To use the Google Gemini API, you need to create an account on the Google Gemini website and access the API key.

Step 2

You may need to install additional dependencies to use the Google Gemini API. You can install the dependencies using the following command:

pip install -U google-generativeai==0.7.0

Step 3

Configure the HOST_AGENT and APP_AGENT in the config.yaml file (rename the config_template.yaml file to config.yaml) to use the Google Gemini API. The following is an example configuration for the Google Gemini API:

VISUAL_MODE: True, # Whether to use visual mode to understand screenshots and take actions
API_TYPE: "Gemini" ,
API_KEY: "YOUR_KEY",  
API_MODEL: "YOUR_MODEL"

Tip

If you set VISUAL_MODE to True, make sure the API_MODEL supports visual inputs.

Tip

API_MODEL is the model name of Gemini LLM API. You can find the model name in the Gemini LLM model list.
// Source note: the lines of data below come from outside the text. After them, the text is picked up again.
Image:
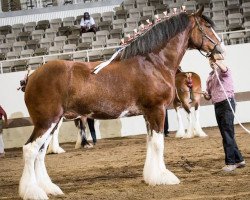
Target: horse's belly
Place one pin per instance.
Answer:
(115, 112)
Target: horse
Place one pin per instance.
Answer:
(80, 123)
(188, 94)
(140, 80)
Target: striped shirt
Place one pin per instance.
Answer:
(214, 88)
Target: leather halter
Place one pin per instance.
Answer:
(204, 35)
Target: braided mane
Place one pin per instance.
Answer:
(156, 36)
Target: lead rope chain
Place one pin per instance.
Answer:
(217, 75)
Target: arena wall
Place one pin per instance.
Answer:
(20, 126)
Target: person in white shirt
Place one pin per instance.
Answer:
(88, 24)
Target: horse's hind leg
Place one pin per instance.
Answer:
(181, 131)
(197, 127)
(155, 172)
(190, 129)
(28, 187)
(42, 176)
(54, 146)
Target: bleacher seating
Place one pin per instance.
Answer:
(55, 36)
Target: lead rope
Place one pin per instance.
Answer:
(217, 75)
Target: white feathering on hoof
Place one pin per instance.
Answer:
(155, 172)
(35, 181)
(181, 131)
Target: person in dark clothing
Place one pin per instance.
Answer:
(2, 125)
(88, 24)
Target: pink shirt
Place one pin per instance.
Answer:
(214, 88)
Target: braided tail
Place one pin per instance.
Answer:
(189, 83)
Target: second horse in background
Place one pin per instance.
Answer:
(188, 95)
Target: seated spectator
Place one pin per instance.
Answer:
(88, 24)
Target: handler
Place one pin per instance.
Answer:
(223, 112)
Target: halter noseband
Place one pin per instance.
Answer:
(209, 54)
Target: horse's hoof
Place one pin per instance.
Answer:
(52, 189)
(163, 178)
(88, 146)
(60, 150)
(34, 192)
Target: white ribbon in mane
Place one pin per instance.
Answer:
(106, 63)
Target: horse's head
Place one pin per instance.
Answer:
(204, 38)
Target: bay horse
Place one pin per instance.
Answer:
(80, 123)
(139, 81)
(188, 95)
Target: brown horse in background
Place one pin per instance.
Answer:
(139, 81)
(188, 95)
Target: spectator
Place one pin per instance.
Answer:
(2, 114)
(224, 114)
(88, 24)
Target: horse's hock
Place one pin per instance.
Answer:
(110, 128)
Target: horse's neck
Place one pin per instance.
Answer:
(175, 49)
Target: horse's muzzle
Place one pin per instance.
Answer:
(219, 52)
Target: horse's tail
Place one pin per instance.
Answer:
(189, 83)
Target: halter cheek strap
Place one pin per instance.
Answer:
(206, 36)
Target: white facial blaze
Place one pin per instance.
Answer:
(124, 113)
(216, 35)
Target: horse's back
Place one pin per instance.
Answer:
(47, 89)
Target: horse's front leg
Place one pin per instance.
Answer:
(181, 131)
(155, 172)
(54, 146)
(197, 127)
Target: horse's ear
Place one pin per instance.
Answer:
(200, 11)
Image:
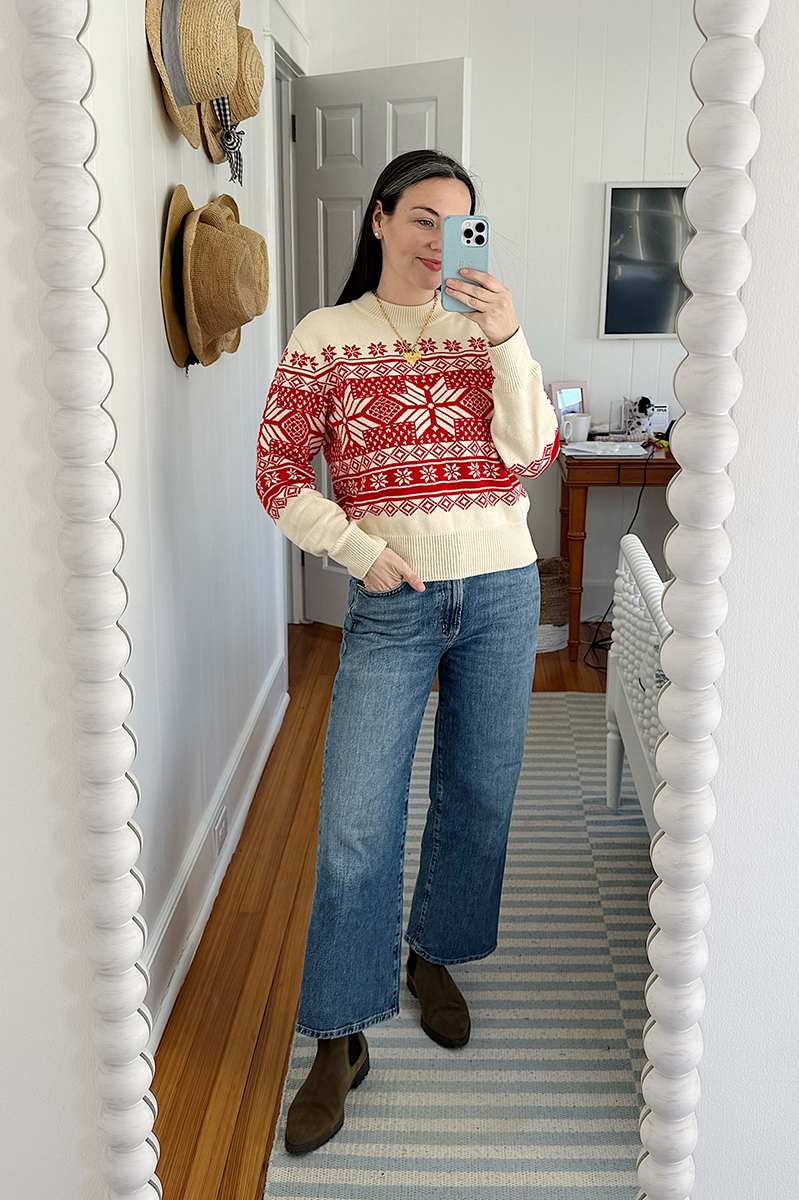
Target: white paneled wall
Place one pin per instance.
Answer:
(203, 562)
(566, 95)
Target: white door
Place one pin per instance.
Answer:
(349, 125)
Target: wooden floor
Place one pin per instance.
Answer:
(222, 1060)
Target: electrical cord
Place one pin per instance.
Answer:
(604, 643)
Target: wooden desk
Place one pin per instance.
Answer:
(576, 477)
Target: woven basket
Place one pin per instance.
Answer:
(553, 623)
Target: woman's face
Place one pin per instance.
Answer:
(412, 234)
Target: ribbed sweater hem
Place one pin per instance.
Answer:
(461, 553)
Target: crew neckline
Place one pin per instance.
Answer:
(407, 316)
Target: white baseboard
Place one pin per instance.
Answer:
(176, 933)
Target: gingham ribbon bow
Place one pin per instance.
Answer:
(230, 138)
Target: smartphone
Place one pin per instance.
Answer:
(464, 243)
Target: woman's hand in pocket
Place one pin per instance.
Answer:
(388, 571)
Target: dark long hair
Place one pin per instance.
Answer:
(402, 172)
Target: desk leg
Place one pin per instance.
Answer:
(564, 520)
(576, 538)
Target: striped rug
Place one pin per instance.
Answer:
(544, 1099)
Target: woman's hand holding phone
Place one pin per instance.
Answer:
(388, 571)
(492, 301)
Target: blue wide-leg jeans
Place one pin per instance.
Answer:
(480, 634)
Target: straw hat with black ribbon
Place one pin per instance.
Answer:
(214, 279)
(245, 96)
(194, 47)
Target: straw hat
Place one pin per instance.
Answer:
(196, 52)
(172, 276)
(245, 97)
(224, 281)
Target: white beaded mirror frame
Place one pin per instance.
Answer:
(726, 75)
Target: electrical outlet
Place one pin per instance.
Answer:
(220, 831)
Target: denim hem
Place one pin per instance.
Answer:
(349, 1029)
(449, 963)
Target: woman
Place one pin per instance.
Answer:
(427, 418)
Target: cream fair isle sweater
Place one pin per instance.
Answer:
(422, 459)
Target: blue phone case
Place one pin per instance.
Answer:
(456, 253)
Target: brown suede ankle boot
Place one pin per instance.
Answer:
(444, 1012)
(317, 1111)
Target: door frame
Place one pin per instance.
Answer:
(286, 71)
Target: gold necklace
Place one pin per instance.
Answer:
(410, 353)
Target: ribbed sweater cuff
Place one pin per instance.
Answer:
(511, 363)
(356, 550)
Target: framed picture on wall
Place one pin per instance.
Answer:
(646, 232)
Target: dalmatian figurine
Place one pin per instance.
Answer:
(640, 418)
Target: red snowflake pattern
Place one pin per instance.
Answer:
(397, 439)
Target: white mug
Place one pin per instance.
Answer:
(576, 426)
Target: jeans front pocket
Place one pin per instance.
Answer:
(391, 592)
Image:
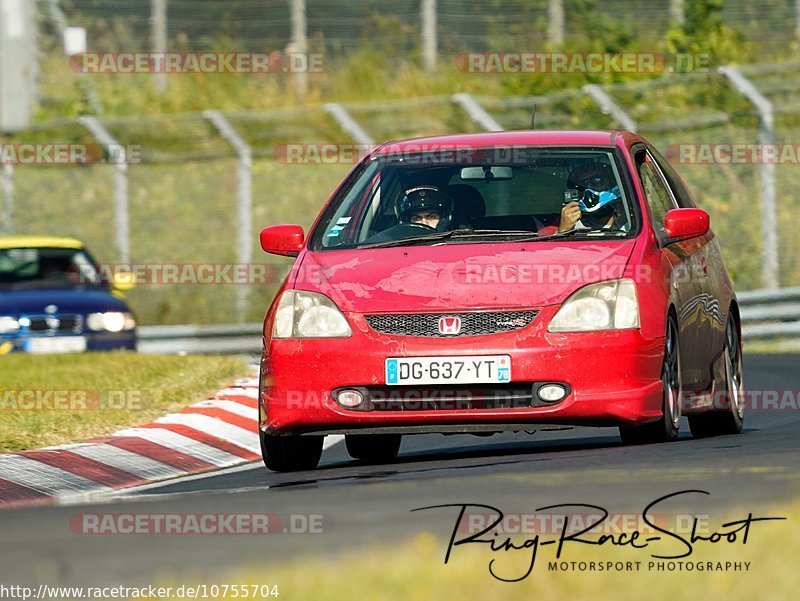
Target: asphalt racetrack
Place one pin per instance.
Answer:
(361, 504)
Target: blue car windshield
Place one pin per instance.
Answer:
(485, 194)
(47, 268)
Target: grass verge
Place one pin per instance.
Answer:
(49, 400)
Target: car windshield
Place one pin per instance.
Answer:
(489, 194)
(46, 268)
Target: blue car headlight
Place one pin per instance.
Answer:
(110, 321)
(8, 325)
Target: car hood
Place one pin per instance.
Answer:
(69, 301)
(459, 276)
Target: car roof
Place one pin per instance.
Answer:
(514, 138)
(39, 242)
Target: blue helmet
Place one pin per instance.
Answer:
(425, 198)
(595, 188)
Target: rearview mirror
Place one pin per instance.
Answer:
(487, 173)
(683, 224)
(285, 240)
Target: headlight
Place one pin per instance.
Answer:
(8, 325)
(111, 321)
(603, 306)
(303, 314)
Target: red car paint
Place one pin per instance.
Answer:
(614, 377)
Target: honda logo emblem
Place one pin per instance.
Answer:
(449, 325)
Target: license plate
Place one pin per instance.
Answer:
(478, 369)
(60, 344)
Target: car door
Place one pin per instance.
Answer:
(709, 271)
(681, 256)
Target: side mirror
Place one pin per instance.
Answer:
(286, 240)
(683, 224)
(123, 281)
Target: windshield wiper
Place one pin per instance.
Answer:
(404, 241)
(437, 236)
(576, 231)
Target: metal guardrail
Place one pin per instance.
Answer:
(237, 339)
(780, 309)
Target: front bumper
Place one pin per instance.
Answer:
(613, 379)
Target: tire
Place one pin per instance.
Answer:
(667, 427)
(290, 453)
(730, 418)
(373, 448)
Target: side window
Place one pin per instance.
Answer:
(682, 194)
(656, 192)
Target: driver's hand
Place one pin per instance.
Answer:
(570, 215)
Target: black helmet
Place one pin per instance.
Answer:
(425, 198)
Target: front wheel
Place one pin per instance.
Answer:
(290, 453)
(373, 448)
(665, 429)
(730, 419)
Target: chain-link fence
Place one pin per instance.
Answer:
(183, 197)
(337, 27)
(185, 189)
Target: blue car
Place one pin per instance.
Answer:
(54, 298)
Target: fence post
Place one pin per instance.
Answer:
(769, 211)
(677, 13)
(8, 199)
(118, 157)
(158, 34)
(555, 22)
(797, 20)
(299, 45)
(244, 192)
(610, 107)
(476, 112)
(428, 31)
(60, 22)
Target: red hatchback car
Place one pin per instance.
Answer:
(501, 281)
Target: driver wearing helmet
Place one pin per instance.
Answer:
(592, 200)
(425, 206)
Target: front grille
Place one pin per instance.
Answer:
(66, 323)
(472, 324)
(518, 395)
If you meet the 429 Resource has been exhausted (e.g. check quota)., it may because the rate limit of your Gemini API.

Step 4

After configuring the HOST_AGENT and APP_AGENT with the Gemini API, you can start using UFO to interact with the Gemini API for various tasks on Windows OS. Please refer to the Quick Start Guide for more details on how to get started with UFO.